The final aspect of Ludgate's machine was the method of sequence control, or the means by which a program determined the machine's behavior. Each row of perforations across the control tape (or formula paper, as he called it) specified an instruction consisting of an operation code, two operations and addresses, and one or two result addresses. As such, the scheme was a definite advance and simplification of that proposed by Babbage and indeed has more in common with that used nearly 40 years later in the Harvard Mark I. Ludgate obviously agreed with Babbage's assessment of the crucial importance of providing a general means of conditional branching, presumably involving having a number of rows of the formula paper skipped, either forward or backward. In dramatic contrast to Babbage's Analytical Engine, Ludgate's machine was to be portable, occupying approximately 8 cubic feet. It was to be capable of multiplying two 20-decimal digit numbers in about 6 seconds. Apparently, he had made detailed drawings of the machine, but had not attempted to construct it.] [Based on Randell 1982.]
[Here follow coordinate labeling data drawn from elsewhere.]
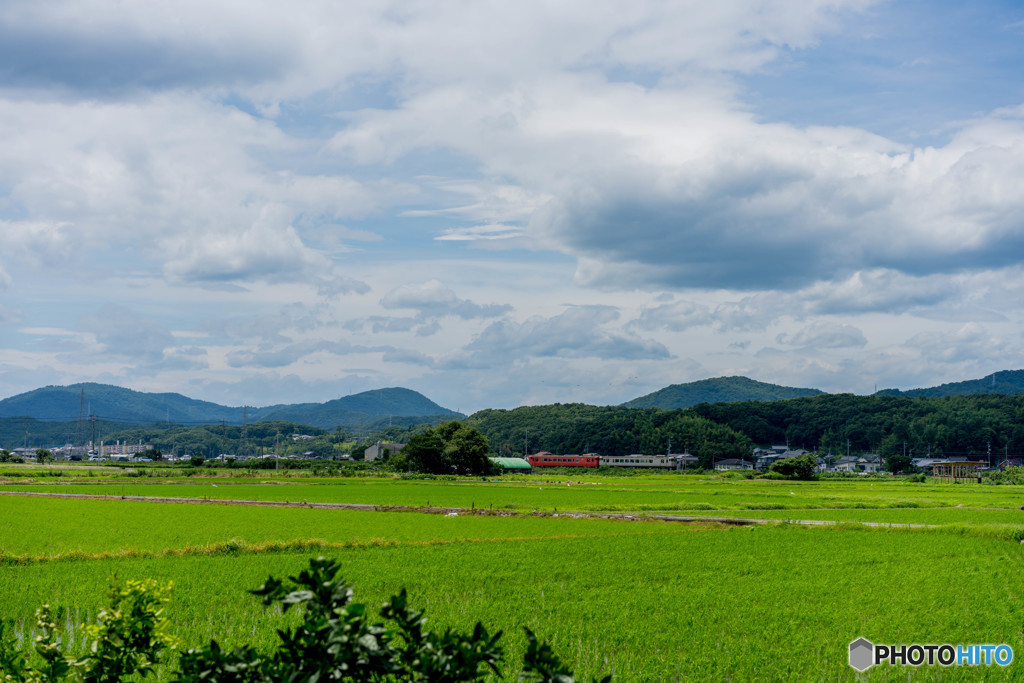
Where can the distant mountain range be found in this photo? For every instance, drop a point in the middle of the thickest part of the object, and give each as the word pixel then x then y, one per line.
pixel 726 389
pixel 717 390
pixel 404 407
pixel 1007 382
pixel 64 403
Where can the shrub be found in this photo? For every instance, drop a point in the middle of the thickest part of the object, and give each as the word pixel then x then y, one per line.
pixel 336 640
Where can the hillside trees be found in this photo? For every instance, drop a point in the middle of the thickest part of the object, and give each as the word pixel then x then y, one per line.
pixel 452 447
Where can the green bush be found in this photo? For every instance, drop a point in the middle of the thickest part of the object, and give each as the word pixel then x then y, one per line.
pixel 337 640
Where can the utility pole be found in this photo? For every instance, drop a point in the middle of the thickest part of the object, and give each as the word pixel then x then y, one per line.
pixel 245 430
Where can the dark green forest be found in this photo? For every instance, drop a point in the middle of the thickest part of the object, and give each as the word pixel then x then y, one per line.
pixel 716 390
pixel 576 428
pixel 832 423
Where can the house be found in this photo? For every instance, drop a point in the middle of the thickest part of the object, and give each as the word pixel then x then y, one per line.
pixel 864 464
pixel 765 457
pixel 513 465
pixel 733 464
pixel 380 451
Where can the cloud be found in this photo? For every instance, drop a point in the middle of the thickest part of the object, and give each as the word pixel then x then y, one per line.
pixel 677 316
pixel 432 299
pixel 823 334
pixel 119 331
pixel 335 286
pixel 971 343
pixel 265 250
pixel 573 334
pixel 286 355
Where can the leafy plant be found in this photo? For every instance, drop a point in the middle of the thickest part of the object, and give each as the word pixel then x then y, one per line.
pixel 336 640
pixel 129 638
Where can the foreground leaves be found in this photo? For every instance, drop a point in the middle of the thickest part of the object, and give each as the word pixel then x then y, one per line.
pixel 335 641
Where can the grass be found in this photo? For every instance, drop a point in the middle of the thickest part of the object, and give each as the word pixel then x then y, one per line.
pixel 645 601
pixel 734 604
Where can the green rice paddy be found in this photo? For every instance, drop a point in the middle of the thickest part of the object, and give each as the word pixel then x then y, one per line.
pixel 642 600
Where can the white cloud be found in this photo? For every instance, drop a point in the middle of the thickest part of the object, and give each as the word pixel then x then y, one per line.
pixel 823 334
pixel 433 299
pixel 578 333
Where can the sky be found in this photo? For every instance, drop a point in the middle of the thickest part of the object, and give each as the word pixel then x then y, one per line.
pixel 500 204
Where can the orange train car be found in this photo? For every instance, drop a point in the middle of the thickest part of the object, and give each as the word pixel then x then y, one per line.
pixel 549 460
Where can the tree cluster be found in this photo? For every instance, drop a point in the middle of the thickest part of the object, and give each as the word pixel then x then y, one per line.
pixel 452 447
pixel 336 640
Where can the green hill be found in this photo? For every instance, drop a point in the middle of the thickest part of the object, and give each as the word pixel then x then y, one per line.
pixel 717 390
pixel 1007 382
pixel 66 403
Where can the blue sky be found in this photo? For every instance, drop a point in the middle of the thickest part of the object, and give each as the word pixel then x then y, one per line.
pixel 502 204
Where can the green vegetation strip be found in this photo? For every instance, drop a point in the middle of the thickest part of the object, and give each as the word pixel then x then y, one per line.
pixel 744 603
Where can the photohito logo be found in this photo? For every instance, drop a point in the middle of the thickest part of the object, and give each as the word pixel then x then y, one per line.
pixel 864 654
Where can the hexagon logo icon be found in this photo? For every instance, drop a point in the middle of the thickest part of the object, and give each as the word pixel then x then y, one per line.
pixel 861 654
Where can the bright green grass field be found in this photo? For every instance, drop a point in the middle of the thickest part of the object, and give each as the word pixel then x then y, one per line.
pixel 652 494
pixel 47 527
pixel 646 601
pixel 752 603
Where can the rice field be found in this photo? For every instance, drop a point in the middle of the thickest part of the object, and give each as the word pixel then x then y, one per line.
pixel 642 600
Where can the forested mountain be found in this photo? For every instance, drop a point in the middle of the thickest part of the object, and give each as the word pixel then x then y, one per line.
pixel 59 403
pixel 1008 382
pixel 949 426
pixel 577 428
pixel 719 389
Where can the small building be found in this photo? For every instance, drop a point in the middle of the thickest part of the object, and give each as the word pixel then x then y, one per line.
pixel 957 471
pixel 379 451
pixel 733 464
pixel 513 465
pixel 864 464
pixel 765 457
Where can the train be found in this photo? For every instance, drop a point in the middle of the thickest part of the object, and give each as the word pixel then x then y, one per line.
pixel 545 459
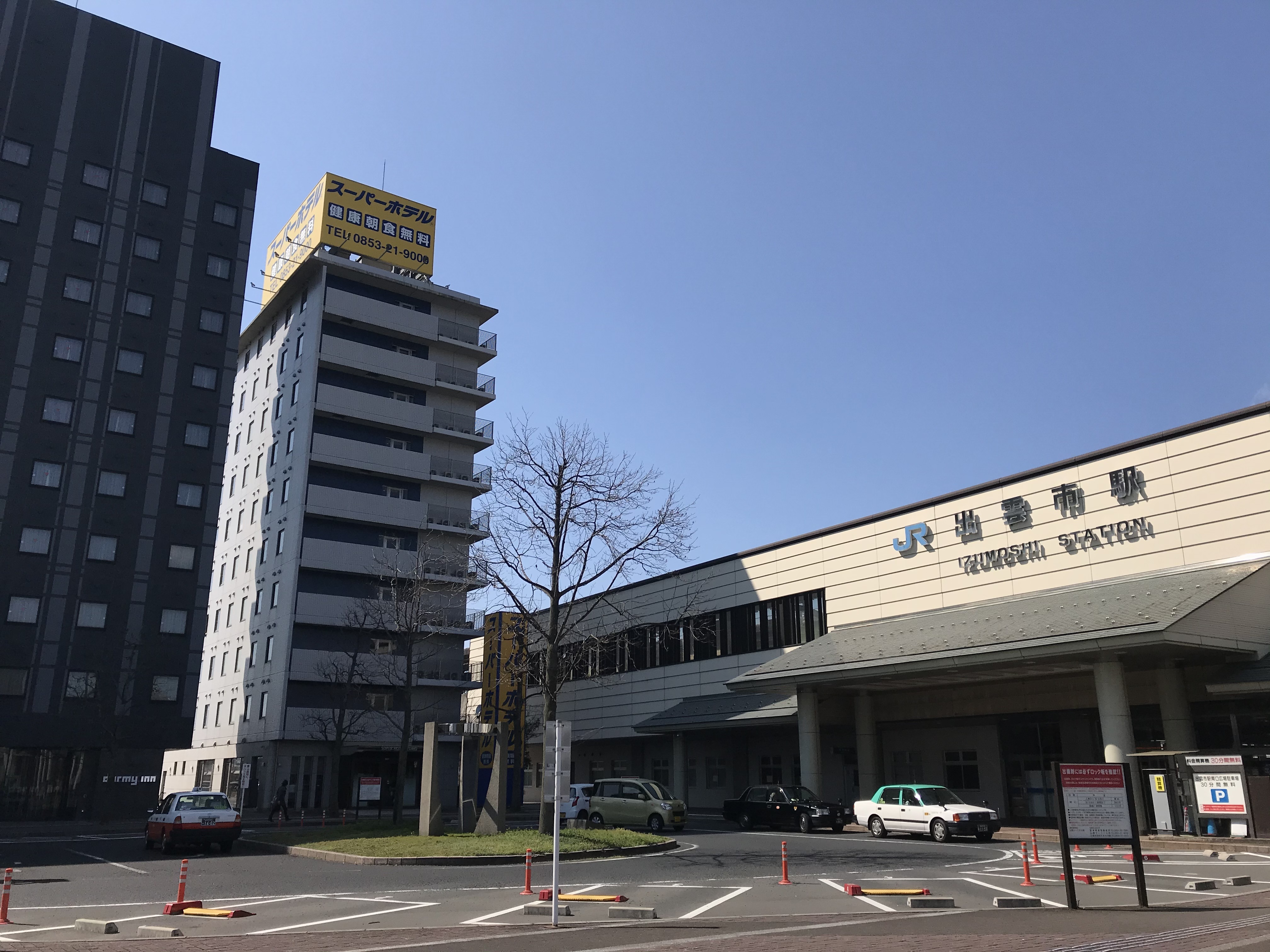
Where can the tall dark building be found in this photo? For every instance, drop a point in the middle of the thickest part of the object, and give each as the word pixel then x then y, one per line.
pixel 124 258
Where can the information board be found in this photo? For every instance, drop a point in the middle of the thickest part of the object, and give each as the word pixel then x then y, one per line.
pixel 1220 794
pixel 1096 803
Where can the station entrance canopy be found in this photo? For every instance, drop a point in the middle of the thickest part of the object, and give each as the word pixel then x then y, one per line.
pixel 1213 614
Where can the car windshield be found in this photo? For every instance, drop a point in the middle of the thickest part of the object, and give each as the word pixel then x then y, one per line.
pixel 204 802
pixel 936 796
pixel 801 795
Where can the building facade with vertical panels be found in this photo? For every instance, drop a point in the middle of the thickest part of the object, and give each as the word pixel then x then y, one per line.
pixel 1101 607
pixel 124 246
pixel 353 449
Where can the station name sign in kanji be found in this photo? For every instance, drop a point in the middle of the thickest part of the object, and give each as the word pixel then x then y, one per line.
pixel 353 218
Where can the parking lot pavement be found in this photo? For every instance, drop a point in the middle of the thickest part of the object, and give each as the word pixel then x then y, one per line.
pixel 717 879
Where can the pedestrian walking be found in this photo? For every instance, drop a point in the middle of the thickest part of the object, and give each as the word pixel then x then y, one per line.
pixel 280 803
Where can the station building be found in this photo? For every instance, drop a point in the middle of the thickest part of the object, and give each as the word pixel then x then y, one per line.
pixel 1096 609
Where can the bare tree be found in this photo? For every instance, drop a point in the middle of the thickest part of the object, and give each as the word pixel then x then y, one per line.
pixel 571 520
pixel 420 593
pixel 346 673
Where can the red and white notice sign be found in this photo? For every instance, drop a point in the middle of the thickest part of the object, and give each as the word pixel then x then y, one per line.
pixel 1096 802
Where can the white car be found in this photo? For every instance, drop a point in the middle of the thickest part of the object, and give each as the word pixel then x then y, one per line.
pixel 925 809
pixel 580 802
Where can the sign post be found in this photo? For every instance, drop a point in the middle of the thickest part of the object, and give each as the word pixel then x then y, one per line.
pixel 556 747
pixel 1095 807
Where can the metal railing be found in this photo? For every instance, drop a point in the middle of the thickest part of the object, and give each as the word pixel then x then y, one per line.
pixel 459 377
pixel 459 518
pixel 466 334
pixel 461 423
pixel 459 470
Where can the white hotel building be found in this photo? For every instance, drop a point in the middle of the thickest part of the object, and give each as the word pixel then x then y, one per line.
pixel 353 434
pixel 1099 607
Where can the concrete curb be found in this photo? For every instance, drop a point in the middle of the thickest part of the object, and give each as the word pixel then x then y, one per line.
pixel 498 860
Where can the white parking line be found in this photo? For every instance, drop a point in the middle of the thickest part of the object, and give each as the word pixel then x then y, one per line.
pixel 710 905
pixel 1003 889
pixel 343 918
pixel 103 860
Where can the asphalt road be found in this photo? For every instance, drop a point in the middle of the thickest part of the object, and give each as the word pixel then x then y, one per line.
pixel 717 874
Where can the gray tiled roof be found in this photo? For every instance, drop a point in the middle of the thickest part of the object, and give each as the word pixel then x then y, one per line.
pixel 1140 604
pixel 721 710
Highly respected by his colleagues, he was otherwise little known, and the only other significant achievement that was remembered was the major role he played in helping to organize the national provision of animal food supplies during World War I. He died in 1922 at the age of 39. No trace of his papers and drawings has been found. [This is a summary of the information that can be gleaned from the 1909 paper. But who was Ludgate, what was his environment, and what else had he done? My efforts to obtain answers to these questions soon had what seemed to me nearly all the librarians and archivists in Ireland working oil my behalf. One initial report I received from an archivist stated that by all normal criteria, it was clear that Ludgate had never existed. Eventually, however, the heroic efforts of the librarian of the Royal Dublin Society, who telephoned all the Ludgates in the Dublin telephone directory, traced Ludgate's niece, who enabled me to obtain his picture and to start assembling all account of his life. It turns out that he had been an accountant, who had, it is believed, done all his work on his machines in his spare time, and on his own. Brian Randell 1982]

BIBLIOGRAPHY

Biographical

Randell, Brian, "From Analytical Engine to Electronic Digital Computer: The Contributions of Ludgate, Torres, and Bush," Ann. Hist. Comp., Vol 4, No. 4, 1982, pp. 327-341.

Significant Publications

Ludgate, P.E., "On a Proposed Analytical Machine," reprinted in Randell, Brian, Origins of Digital Computers: Selected Papers, Springer-Verlag, Berlin, 1982, pp. 73-88.